A troca de mensagens entre Daniel Vorcaro, proprietário do Banco Master, e Paulo Sérgio Neves de Souza, ex-chefe-adjunto de supervisão do Banco Central, revela uma tentativa de mitigar problemas relacionados ao recolhimento compulsório. Segundo a Revista Oeste, a correspondência, datada de julho de 2024, ocorreu um ano antes da liquidação do banco pelo Banco Central e foi obtida após a apreensão do celular de Vorcaro, sendo apresentada à CPI do INSS.
O Banco Central, ao encerrar as operações do Master em novembro de 2025, apontou atrasos nos depósitos compulsórios, juntamente com uma crise de liquidez e o descumprimento de normas financeiras. Esses depósitos, conhecidos como compulsórios, são recursos obrigatórios mantidos sob custódia do Banco Central, atuando como um mecanismo de controle da circulação monetária e de estabilidade do sistema financeiro.
Nas mensagens, Paulo Sérgio alertou Vorcaro sobre a crescente preocupação do Banco Central com o descumprimento dos compulsórios, que eram considerados cruciais por órgãos como o Tribunal de Contas da União (TCU). Vorcaro, por sua vez, buscou amenizar a situação, mencionando o acúmulo de câmbio e o bloqueio de capital, além da expectativa de um aporte de 2 bilhões de reais proveniente de captações institucionais.
O monitoramento do Banco Central, encaminhado ao TCU, revelou que em 6 de junho de 2024, o Master possuía saldo líquido suficiente para honrar compromissos de depósitos por 30 dias. A partir desse ponto, a situação financeira do banco se deteriorou, dificultando a captação de recursos e expondo-o a falhas repetidas nos depósitos compulsórios, confirmadas em novembro de 2024.
O Banco Central advertiu o Master sobre possíveis “medidas prudenciais preventivas”, seguindo as diretrizes do Conselho Monetário Nacional. Em abril de 2025, o banco recebeu a informação de que as ações tomadas eram insuficientes para controlar o risco de liquidez, e em maio, solicitou uma dispensa temporária dos compulsórios, mas o pedido foi negado.

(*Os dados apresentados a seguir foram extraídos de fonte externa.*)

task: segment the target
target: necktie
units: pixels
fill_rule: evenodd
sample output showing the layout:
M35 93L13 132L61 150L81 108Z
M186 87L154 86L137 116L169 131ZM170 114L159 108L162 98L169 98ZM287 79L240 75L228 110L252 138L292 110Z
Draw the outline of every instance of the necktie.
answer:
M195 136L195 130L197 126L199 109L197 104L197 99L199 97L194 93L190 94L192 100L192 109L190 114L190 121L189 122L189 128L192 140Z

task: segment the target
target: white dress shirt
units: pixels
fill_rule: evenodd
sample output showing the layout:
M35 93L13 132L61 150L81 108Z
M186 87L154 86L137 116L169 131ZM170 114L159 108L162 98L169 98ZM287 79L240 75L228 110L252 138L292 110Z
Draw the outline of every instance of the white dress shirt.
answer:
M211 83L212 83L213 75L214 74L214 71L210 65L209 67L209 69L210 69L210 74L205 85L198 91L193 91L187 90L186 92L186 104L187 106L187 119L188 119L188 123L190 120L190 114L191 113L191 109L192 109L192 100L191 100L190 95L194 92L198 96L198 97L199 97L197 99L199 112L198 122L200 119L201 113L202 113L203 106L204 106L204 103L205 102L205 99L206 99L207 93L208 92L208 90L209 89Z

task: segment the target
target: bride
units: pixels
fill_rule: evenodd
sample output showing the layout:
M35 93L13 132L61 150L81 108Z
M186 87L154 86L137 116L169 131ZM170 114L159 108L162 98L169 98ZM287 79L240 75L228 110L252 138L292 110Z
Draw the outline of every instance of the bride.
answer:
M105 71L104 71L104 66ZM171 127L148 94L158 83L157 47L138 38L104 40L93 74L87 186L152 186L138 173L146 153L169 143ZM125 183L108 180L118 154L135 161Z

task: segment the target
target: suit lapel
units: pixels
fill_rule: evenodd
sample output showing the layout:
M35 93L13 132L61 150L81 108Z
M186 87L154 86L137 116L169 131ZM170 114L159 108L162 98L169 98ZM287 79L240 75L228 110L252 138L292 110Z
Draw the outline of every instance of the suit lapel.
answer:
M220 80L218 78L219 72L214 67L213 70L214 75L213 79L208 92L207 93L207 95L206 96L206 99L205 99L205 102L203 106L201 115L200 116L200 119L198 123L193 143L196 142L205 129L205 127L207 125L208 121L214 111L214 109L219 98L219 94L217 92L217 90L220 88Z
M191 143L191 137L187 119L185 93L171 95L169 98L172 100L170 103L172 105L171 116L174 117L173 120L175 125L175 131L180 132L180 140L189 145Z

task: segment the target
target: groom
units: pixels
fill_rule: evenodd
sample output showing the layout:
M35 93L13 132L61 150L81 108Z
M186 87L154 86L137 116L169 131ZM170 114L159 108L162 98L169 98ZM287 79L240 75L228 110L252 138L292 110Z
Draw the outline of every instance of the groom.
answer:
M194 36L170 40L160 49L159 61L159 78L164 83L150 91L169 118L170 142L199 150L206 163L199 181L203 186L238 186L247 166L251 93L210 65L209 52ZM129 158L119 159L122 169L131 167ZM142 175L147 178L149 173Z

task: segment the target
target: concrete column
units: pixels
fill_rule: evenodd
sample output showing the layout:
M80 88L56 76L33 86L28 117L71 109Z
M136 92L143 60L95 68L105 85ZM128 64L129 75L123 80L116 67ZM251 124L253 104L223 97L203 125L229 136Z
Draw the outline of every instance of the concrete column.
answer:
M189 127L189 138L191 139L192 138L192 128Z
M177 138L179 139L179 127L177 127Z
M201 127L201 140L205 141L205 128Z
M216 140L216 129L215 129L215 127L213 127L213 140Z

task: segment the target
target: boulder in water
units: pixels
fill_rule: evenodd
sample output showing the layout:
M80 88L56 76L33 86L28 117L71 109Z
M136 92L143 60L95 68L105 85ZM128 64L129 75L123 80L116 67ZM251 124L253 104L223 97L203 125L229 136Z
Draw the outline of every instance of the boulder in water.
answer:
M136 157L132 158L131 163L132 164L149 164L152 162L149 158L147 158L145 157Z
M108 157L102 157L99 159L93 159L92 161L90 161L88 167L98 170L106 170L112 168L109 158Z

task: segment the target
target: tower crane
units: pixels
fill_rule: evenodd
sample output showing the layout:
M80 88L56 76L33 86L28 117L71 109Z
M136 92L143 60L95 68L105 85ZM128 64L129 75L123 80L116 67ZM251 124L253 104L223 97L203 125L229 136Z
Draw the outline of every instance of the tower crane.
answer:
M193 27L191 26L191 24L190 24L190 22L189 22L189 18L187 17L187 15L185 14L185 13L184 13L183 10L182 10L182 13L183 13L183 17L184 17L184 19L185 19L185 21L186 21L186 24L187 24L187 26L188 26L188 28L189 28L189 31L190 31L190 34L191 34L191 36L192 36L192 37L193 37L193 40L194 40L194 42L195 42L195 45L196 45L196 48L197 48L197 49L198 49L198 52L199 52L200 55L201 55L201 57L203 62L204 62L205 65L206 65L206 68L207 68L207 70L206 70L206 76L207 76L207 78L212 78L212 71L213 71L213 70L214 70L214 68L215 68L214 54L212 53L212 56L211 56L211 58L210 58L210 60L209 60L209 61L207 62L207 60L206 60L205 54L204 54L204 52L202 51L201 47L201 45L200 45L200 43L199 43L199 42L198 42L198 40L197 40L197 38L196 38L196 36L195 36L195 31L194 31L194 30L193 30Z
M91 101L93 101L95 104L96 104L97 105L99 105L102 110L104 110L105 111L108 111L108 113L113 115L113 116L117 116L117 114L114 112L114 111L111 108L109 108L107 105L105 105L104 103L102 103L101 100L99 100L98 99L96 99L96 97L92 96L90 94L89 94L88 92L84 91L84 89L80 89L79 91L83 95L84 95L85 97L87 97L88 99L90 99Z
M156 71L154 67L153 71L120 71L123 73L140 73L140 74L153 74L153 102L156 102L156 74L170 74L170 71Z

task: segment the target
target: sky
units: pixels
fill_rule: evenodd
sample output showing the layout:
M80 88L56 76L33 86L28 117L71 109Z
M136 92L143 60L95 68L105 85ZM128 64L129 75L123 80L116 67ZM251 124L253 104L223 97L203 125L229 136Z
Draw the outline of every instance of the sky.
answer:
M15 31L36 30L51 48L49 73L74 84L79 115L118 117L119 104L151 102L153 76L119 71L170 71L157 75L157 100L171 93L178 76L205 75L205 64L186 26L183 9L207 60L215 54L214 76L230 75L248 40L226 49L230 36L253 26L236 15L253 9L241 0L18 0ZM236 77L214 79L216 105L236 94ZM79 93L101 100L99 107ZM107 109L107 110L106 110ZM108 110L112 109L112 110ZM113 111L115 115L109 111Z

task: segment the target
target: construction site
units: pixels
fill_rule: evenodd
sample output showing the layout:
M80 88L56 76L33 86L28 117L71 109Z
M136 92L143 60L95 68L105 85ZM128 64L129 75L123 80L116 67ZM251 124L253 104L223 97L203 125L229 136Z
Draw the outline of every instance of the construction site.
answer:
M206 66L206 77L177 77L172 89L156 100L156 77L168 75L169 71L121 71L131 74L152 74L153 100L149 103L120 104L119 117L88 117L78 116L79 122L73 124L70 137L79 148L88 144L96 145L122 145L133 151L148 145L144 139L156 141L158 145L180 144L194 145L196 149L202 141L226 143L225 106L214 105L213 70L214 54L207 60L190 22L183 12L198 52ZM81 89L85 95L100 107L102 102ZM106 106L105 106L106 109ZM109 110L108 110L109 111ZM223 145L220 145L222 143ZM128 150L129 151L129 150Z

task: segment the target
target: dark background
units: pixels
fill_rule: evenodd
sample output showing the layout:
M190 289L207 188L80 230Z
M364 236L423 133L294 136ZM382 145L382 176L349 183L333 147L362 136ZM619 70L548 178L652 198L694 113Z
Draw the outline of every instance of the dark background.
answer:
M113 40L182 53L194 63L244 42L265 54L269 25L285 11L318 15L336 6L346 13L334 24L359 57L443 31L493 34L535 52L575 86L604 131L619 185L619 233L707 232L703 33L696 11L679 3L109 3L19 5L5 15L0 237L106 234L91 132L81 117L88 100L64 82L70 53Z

Em 18 de novembro de 2025, o Banco Central decretou a liquidação do Master, após descartar qualquer flexibilização e constatar o agravamento dos problemas financeiros. Paralelamente, a CPI do INSS foi encerrada sem um relatório final, devido à decisão do então presidente do Senado, Davi Alcolumbre (União Brasil-AP), de não prorrogar os trabalhos ou abrir novas investigações sobre o caso.
As investigações também evidenciaram a proximidade de Vorcaro com Paulo Sérgio e Belline Santana, ex-chefe de supervisão do BC, ambos afastados de seus cargos pelo ministro do Supremo Tribunal Federal (STF) André Mendonça em fevereiro. A Polícia Federal apurou que ambos atuavam como “uma espécie de empregado/consultor” de Vorcaro, comprometendo a imparcialidade dos servidores públicos.

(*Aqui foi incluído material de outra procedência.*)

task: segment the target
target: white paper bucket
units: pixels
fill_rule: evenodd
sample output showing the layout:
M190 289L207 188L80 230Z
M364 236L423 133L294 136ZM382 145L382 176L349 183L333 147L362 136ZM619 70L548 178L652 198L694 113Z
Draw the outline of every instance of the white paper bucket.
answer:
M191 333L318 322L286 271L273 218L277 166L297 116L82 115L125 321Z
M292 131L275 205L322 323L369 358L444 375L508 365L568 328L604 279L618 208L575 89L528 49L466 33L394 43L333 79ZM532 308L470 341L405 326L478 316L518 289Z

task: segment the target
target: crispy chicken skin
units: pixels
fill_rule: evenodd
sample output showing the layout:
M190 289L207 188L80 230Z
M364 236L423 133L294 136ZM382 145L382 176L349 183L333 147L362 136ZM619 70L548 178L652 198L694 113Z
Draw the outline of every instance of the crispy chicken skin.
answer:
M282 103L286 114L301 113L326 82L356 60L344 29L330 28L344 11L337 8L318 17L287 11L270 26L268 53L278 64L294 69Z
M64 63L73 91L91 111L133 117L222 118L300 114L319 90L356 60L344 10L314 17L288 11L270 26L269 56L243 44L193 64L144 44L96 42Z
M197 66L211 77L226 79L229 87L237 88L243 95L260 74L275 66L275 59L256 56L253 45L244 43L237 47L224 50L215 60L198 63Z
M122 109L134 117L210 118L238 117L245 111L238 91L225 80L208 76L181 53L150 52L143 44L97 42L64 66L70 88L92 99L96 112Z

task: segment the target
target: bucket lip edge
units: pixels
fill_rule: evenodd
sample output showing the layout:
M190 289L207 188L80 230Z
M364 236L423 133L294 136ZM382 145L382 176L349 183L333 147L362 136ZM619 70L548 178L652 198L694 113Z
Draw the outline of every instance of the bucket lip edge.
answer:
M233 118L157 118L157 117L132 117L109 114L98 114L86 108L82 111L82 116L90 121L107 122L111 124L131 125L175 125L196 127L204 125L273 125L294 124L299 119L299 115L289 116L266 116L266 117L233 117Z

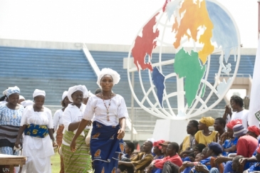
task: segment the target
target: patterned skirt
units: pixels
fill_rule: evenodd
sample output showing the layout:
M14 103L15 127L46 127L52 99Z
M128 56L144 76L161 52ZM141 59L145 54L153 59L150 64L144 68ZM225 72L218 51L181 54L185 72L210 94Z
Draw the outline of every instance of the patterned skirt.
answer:
M62 143L62 138L63 136L63 132L64 129L64 125L59 125L58 129L57 130L57 135L56 135L56 141L57 145L61 147Z
M89 154L90 148L85 144L85 138L89 130L84 130L85 137L80 135L76 143L77 150L75 152L71 151L71 147L61 145L61 152L64 164L64 172L66 173L85 173L92 172L91 157ZM71 131L65 131L63 140L71 144L74 133Z
M118 140L120 126L106 126L94 121L90 140L90 151L95 173L115 172L118 154L124 152L123 140Z

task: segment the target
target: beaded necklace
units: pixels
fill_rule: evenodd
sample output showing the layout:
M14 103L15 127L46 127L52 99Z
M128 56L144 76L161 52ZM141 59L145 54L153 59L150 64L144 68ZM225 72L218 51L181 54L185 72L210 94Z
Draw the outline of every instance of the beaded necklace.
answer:
M110 95L110 100L109 100L108 107L107 107L107 105L105 103L105 100L104 100L104 98L103 96L103 94L101 94L101 95L102 95L103 102L104 103L104 105L105 105L105 108L107 109L107 120L108 121L110 121L110 120L109 120L109 110L109 110L109 107L110 107L112 94Z

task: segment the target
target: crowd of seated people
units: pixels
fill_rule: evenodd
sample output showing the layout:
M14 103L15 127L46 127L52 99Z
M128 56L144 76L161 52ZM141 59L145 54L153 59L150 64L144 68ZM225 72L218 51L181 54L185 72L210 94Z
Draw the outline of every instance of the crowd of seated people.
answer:
M228 116L190 120L187 125L188 135L180 146L163 139L155 141L150 144L154 147L152 153L145 151L128 163L120 162L119 168L124 165L120 171L125 169L128 172L127 167L131 167L130 172L147 173L260 171L259 127L248 125L247 111L244 111L241 102L239 97L232 96L233 114L227 111L227 108L224 115ZM211 130L211 127L214 130ZM145 157L150 154L148 161ZM142 158L142 155L145 157Z
M10 88L6 90L6 92L9 100L4 101L4 103L3 102L0 103L2 103L2 105L0 106L0 122L2 124L5 123L5 119L1 118L3 115L13 116L15 113L17 118L23 120L21 111L24 110L24 107L18 103L19 88L17 87ZM45 92L36 90L33 95L36 103L38 98L44 100ZM66 95L63 96L63 100L66 100L66 97L68 98ZM231 108L226 107L223 117L214 119L212 117L202 117L199 122L194 120L190 120L187 125L187 135L184 137L182 142L180 145L174 141L166 141L165 139L155 142L147 140L142 145L140 151L136 152L135 152L135 145L132 142L125 143L124 154L120 154L118 168L115 167L113 172L227 173L259 172L259 127L248 125L248 111L243 109L243 100L241 98L233 95L230 102ZM35 105L36 103L33 105ZM32 106L28 108L33 108ZM41 107L40 108L42 109L43 108ZM39 112L41 111L41 109ZM46 108L46 110L50 112L48 109ZM7 114L7 110L12 113ZM48 118L50 120L49 126L53 127L51 122L51 115L49 115L48 112L46 112L46 116L48 116ZM6 130L6 126L8 125L0 125L0 132L8 132ZM16 130L18 132L19 125L20 123L14 122L13 130ZM56 127L58 128L58 127ZM211 130L212 127L214 130ZM54 141L53 131L50 131L50 137ZM10 139L0 139L0 153L18 154L13 152L13 147L14 145L20 143L22 132L19 134L19 135L17 136L16 139L14 137L13 139L11 136ZM49 150L52 151L50 156L53 154L51 142L49 142L51 138L48 138L49 141L47 142L50 145L48 146L51 148ZM9 141L11 141L13 143L11 144L11 142ZM53 145L54 146L54 142ZM26 146L28 145L25 145L25 147ZM24 151L26 151L25 147L24 149ZM43 150L42 152L44 152ZM65 158L64 154L66 153L63 153L63 158ZM30 159L29 157L28 158ZM88 159L90 159L90 157L89 157ZM31 157L31 162L35 160L37 160L37 158ZM46 157L46 160L49 163L49 156ZM64 165L68 162L68 160L64 160ZM50 167L51 164L48 164L48 170L51 169ZM19 169L17 168L17 170ZM43 166L42 169L45 169ZM24 172L26 172L26 171ZM41 171L38 172L41 172Z

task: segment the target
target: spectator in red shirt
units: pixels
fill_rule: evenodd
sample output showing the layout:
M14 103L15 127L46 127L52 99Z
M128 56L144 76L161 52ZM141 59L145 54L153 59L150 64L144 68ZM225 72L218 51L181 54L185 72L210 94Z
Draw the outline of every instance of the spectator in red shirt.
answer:
M246 135L247 130L244 127L243 125L236 125L233 127L233 136L239 138L236 143L236 155L241 155L244 157L251 157L257 147L257 140L250 135ZM215 159L215 162L217 163L227 162L225 165L224 172L229 172L234 171L232 168L232 157L219 156ZM246 164L244 169L248 169L249 166L249 165Z
M170 164L173 165L176 170L179 169L179 167L182 165L182 161L181 157L178 154L179 145L176 142L171 142L168 145L166 152L168 154L167 157L161 159L154 160L152 166L152 169L149 169L147 172L160 172L162 170L163 166L165 162L170 162ZM151 170L151 172L150 172Z

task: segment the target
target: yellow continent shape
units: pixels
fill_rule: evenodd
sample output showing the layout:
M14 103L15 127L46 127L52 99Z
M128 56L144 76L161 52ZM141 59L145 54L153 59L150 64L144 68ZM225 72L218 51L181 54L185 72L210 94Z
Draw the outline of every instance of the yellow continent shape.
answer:
M175 48L177 48L180 45L182 37L185 35L188 38L192 37L197 41L198 28L199 26L204 26L206 29L199 39L199 43L203 43L204 46L198 52L199 58L204 65L207 61L207 56L212 53L214 49L214 46L210 41L210 38L212 37L214 26L209 16L205 0L202 1L197 0L195 3L193 0L184 0L179 13L181 14L184 11L185 13L180 21L180 26L178 26L176 18L175 22L172 25L172 31L175 30L177 31L176 41L173 43L173 46ZM190 36L187 33L188 29L190 31Z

Um grupo de WhatsApp reunia Vorcaro, Paulo Sérgio e Belline Santana, onde discutiam estratégias e trocavam documentos relevantes para o Banco Master. Nove dias após o BC manifestar suspeitas de crimes financeiros envolvendo o Master, Vorcaro recebeu três procedimentos sigilosos do Ministério Público Federal (MPF) através do procurador Luiz Phillipi Machado de Moraes Mourão, conhecido como “Sicário”.
Entre os processos, estava a investigação sobre a compra do Master pelo Banco Regional de Brasil (BRB), que culminou na prisão de Vorcaro no Aeroporto Internacional de Guarulhos em 17 de novembro de 2025, conforme reportado pela Folha de S.Paulo.